Shares in Europe rose on growing hopes that injections of fiscal stimulus and pacifistic central bank policies would stimulate a global economic rebound. In local currency terms, the pan-European STOXX Europe 600 Index ended the week 1.16% higher. Major stock indexes were mixed. France’s CAC 40 gained 1.09%, Germany’s Xetra DAX Index added 0.84%, and Italy’s FTSE MIB fell 1.14%. The UK’s FTSE 100 Index advanced 2.65%, to some extent owing to a weaker UK pound, which fell on worries about vaccine supply issues and profit taking after a strong quarter.
Treasury bond yields in the eurozone ended slightly higher. They initially rose on the better-than-expected U.S. jobs data released the previous week, before falling on worries about the slow progress in Europe’s vaccination program. Once conditions become favourable, yields climbed again after minutes from the European Central Bank’s March meeting suggested it was willing to slow bond purchases. Peripheral Eurozone yields were mixed. Italian yields rose as investors sold existing bonds to include the country’s unexpected sovereign bond offering. Portuguese and Spanish bond yields fell on vaccine worries and tighter coronavirus restrictions. UK gilt yields followed U.S. Treasury yields lower.
Most of the major US benchmarks moved gradually higher to record highs, although the small-cap Russell 2000 Index recorded a modest loss. The technology-heavy Nasdaq Composite Index outperformed the broad market S & P 500 Index, but remained below its February peak. Tech shares also gained back the lead within the S&P 500 during the week, assisted by solid gains in Apple and Microsoft– which together represent roughly 40% of the sector’s market capitalisation.
The yield on the benchmark 10-year U.S. Treasury note increased to some degree on Friday morning in response to the producer price inflation data but moved slightly lower for the week as a whole. (Bond prices and yields move in opposite directions.) Speaking Thursday before the International Monetary Fund (IMF), Fed Chair Jerome Powell stressed that the global economy would remain fragile until the pandemic is brought under firm control and that the U.S. recovery remained “incomplete and uneven.”
Japanese stock markets started the week positively, with the extensively followed Nikkei 225 Stock Average breaking through the 30,000 mark early in the period.
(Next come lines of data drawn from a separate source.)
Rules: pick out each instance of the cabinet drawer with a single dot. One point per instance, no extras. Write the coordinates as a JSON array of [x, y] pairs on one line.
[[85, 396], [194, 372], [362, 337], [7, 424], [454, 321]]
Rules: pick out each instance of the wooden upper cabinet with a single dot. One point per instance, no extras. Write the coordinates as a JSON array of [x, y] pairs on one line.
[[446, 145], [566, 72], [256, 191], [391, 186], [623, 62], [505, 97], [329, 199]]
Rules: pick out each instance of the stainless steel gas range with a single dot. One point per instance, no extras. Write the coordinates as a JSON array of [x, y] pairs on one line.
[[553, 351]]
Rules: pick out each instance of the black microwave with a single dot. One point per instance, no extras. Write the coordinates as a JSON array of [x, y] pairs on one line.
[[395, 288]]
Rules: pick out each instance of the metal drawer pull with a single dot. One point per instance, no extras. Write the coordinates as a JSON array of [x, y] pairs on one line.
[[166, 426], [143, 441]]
The rest of the week made for a more mixed picture, however, and the Nikkei 225 ultimately finished slightly lower than it started. The broader TOPIX was also marginally lower. The yen strengthened a little against the U.S. dollar, closing in the high JPY 109 range. Benchmark 10-year government bond yields were a little lower at just above 0.10%.
Chinese stocks recorded a weekly loss, extending several weeks of underperformance against other major global markets. The large-cap CSI 300 Index fell 2.4% and the benchmark Shanghai Composite Index shed 1.0%. In fixed income markets, the yield on China’s 10-year bond rose slightly to close at 3.21% amid signs of ongoing economic recovery. Global funds reduced their holdings of Chinese government bonds in March for the first time since February 2019, Bloomberg published.
Commodity prices were also mixed with oil down but metals like gold, iron and copper ore up for the week. US West Texas Intermediate (WTI) crude dipped 0.5% to settle at $59.32 a barrel, while Brent Crude settled at $62.95 a barrel, down 0.4% the day. For the week WTI fell 3% and Brent was off 2.8%. Gold fell from Thursday’s one-month peak, weighed down by a rebounding dollar and rising Treasury yields. It settled at $1,744,80, down 0.8% on the day but up the same amount for the week.